Enabling Efficient and General SubpopulationAnalytics In Multidimensional Data Streams
Antonis Manousis, Carnegie Mellon University; Zhuo Cheng, Carnegie Mellon University; Ran Ben Basat, University College London; Zaoxing (Alan) Liu, Boston University; Vyas Sekar, Carnegie Mellon University
Many large-scale services (e.g., video streaming platforms, data centers, sensor grids) need diverse real-time summary statistics across multiple subpopulations of multidimensional
datasets. However, state-of-art frameworks do not offer general and accurate analytics in real-time at reasonable cost. The root cause is the combinatorial explosion of data subpopulations and the diversity of summary statistics we need to simultaneously monitor.

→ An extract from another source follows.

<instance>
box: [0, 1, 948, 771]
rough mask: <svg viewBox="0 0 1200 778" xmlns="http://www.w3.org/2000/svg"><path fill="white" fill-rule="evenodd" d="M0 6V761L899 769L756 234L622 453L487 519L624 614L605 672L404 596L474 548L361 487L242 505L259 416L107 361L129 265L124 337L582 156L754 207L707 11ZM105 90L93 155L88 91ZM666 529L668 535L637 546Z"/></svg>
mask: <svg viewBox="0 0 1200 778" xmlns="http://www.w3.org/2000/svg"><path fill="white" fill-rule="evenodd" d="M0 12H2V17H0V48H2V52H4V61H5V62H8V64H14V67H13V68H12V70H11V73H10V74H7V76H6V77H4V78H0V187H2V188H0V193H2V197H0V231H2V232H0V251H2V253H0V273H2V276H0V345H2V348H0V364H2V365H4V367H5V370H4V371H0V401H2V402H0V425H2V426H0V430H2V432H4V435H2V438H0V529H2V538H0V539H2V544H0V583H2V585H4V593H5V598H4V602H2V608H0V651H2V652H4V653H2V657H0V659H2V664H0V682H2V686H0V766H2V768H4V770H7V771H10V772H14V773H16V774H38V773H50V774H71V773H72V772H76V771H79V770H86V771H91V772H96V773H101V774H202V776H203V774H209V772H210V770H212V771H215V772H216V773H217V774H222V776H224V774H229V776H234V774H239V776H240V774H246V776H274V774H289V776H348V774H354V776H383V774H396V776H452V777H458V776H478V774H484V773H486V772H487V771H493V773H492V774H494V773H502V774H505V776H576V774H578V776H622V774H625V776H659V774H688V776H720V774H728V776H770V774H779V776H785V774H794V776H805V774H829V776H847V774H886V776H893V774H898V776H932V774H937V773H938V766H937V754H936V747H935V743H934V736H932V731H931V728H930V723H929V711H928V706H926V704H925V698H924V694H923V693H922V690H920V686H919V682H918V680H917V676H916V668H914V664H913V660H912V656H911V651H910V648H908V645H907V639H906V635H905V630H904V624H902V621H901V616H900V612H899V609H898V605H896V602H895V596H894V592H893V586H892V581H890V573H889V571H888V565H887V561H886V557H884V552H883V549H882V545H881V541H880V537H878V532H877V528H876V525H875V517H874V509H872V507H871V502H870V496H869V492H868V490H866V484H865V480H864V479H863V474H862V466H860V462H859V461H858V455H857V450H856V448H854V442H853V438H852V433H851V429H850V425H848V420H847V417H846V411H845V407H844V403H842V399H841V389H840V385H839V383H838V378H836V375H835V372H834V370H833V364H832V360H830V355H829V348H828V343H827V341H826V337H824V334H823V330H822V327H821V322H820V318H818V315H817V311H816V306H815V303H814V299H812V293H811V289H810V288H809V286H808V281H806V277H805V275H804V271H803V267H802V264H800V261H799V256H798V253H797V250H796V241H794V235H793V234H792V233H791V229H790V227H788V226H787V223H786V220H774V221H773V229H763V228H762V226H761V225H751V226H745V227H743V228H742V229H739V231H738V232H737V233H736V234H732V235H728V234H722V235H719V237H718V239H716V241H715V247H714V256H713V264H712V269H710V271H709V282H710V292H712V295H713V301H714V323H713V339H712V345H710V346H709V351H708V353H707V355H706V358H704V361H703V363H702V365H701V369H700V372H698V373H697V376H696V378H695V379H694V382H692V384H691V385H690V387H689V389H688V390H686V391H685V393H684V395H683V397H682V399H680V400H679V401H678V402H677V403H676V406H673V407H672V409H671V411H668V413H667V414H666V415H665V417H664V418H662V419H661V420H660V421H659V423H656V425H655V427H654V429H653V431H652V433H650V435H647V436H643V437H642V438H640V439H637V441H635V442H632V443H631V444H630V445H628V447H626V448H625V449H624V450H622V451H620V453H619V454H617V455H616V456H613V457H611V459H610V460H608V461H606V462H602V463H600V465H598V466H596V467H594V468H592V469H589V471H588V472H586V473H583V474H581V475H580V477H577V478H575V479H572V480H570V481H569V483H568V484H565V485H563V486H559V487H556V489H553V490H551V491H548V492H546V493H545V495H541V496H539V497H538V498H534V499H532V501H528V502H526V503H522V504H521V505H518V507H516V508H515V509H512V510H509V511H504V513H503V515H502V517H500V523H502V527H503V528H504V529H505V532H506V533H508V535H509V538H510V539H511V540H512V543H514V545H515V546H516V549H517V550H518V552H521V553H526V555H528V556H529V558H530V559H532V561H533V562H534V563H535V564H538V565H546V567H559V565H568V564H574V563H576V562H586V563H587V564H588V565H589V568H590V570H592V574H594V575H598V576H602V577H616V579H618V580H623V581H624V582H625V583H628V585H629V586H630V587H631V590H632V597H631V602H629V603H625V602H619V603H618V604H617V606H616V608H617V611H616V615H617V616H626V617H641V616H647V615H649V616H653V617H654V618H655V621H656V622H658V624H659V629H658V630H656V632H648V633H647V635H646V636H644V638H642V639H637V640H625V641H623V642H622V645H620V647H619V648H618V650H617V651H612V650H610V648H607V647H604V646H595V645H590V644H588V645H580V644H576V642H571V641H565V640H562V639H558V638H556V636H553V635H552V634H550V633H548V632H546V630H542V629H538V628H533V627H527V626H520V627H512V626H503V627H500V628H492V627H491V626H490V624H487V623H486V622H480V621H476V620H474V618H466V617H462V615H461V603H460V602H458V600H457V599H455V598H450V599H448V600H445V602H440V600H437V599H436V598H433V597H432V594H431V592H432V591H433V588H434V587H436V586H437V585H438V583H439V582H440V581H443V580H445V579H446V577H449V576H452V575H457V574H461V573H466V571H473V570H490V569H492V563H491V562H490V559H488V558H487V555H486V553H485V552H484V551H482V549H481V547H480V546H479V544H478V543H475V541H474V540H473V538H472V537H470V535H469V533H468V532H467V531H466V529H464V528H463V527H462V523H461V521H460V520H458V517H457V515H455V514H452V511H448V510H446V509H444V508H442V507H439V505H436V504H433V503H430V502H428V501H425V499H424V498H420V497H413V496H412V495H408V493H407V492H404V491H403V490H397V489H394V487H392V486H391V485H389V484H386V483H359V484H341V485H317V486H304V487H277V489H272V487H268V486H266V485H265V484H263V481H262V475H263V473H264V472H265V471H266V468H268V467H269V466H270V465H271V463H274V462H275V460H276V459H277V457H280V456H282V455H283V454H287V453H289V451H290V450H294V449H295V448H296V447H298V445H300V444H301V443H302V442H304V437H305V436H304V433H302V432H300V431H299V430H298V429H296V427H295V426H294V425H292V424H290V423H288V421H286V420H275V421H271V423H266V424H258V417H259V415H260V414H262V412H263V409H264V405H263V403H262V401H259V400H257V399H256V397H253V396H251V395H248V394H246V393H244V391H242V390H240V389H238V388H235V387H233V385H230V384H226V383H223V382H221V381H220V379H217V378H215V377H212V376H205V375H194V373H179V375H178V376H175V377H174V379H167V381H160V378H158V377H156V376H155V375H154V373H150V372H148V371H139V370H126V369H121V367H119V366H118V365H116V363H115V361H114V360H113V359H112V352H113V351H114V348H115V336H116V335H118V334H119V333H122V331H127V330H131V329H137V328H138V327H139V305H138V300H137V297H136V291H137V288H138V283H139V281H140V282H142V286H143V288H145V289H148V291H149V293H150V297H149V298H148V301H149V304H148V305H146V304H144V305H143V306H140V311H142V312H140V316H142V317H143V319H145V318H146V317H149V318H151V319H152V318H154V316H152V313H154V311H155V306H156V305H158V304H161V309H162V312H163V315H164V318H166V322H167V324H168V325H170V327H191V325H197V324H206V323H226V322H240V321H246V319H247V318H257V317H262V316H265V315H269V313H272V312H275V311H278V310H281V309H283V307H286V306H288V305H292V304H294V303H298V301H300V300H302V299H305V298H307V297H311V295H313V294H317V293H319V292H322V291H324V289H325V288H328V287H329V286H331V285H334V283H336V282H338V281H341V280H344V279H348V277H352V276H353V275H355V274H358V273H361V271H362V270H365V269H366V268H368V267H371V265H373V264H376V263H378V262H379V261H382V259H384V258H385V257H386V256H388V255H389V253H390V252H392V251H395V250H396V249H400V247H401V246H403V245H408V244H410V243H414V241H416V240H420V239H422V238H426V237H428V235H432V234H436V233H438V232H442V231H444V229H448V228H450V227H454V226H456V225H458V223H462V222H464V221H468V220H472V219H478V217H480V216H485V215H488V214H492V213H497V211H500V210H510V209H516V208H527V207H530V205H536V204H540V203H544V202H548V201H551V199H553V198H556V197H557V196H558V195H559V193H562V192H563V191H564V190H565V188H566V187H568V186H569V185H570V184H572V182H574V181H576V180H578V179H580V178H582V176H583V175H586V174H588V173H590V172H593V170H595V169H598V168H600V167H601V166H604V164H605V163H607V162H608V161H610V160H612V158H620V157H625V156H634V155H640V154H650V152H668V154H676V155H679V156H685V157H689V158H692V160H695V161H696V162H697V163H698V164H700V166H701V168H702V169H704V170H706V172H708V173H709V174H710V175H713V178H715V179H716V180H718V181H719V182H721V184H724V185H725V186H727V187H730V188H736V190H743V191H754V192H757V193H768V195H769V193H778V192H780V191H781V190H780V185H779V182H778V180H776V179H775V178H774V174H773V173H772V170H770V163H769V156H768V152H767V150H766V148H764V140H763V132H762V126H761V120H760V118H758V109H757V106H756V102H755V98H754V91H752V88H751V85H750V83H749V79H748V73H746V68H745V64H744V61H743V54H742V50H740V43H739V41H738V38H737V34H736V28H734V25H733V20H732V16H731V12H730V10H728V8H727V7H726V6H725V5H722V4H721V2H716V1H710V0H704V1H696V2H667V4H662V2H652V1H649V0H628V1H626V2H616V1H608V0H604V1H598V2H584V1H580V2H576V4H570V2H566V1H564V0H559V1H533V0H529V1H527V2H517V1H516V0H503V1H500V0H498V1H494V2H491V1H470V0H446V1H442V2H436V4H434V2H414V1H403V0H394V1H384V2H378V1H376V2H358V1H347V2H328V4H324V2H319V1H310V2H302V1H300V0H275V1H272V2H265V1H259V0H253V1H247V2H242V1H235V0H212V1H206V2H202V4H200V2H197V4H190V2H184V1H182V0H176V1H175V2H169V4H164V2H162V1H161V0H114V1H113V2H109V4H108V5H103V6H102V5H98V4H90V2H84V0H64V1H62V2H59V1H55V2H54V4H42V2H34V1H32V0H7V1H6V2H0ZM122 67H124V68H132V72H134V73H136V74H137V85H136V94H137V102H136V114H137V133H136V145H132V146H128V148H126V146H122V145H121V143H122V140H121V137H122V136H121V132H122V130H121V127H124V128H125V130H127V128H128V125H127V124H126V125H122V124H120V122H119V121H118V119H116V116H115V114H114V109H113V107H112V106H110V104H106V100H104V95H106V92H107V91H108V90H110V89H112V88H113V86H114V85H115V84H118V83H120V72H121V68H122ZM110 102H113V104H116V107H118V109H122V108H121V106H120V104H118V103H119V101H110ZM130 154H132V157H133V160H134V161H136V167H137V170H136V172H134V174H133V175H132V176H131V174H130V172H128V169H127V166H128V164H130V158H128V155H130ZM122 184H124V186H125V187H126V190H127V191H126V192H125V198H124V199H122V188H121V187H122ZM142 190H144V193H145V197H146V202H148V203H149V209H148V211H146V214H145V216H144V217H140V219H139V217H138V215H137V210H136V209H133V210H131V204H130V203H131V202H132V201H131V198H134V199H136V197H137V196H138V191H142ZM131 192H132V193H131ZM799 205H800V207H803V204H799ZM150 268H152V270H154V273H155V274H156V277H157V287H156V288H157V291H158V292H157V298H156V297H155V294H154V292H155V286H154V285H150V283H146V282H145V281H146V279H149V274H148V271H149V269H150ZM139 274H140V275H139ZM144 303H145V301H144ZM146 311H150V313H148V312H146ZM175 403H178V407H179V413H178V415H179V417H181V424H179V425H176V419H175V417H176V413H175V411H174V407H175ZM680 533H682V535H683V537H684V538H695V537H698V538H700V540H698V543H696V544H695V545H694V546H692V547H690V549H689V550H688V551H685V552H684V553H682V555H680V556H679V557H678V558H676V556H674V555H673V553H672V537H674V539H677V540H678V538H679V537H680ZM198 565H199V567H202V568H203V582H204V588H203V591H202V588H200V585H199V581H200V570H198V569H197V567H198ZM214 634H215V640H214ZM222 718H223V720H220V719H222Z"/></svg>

We present Hydra, an efficient framework for multidimensional analytics that presents a
novel combination of using a “sketch of sketches” to avoid the overhead of monitoring exponentially-many subpopulations and universal sketching to ensure accurate estimates for multiple statistics. We build Hydra as an Apache Spark plugin and address practical system challenges to minimize overheads at scale. Across multiple real-world and synthetic multidimensional datasets, we show that Hydra can achieve robust error bounds and is an order of magnitude more efficient in terms of operational cost and memory footprint than existing frameworks (e.g., Spark, Druid) while ensuring interactive estimation times.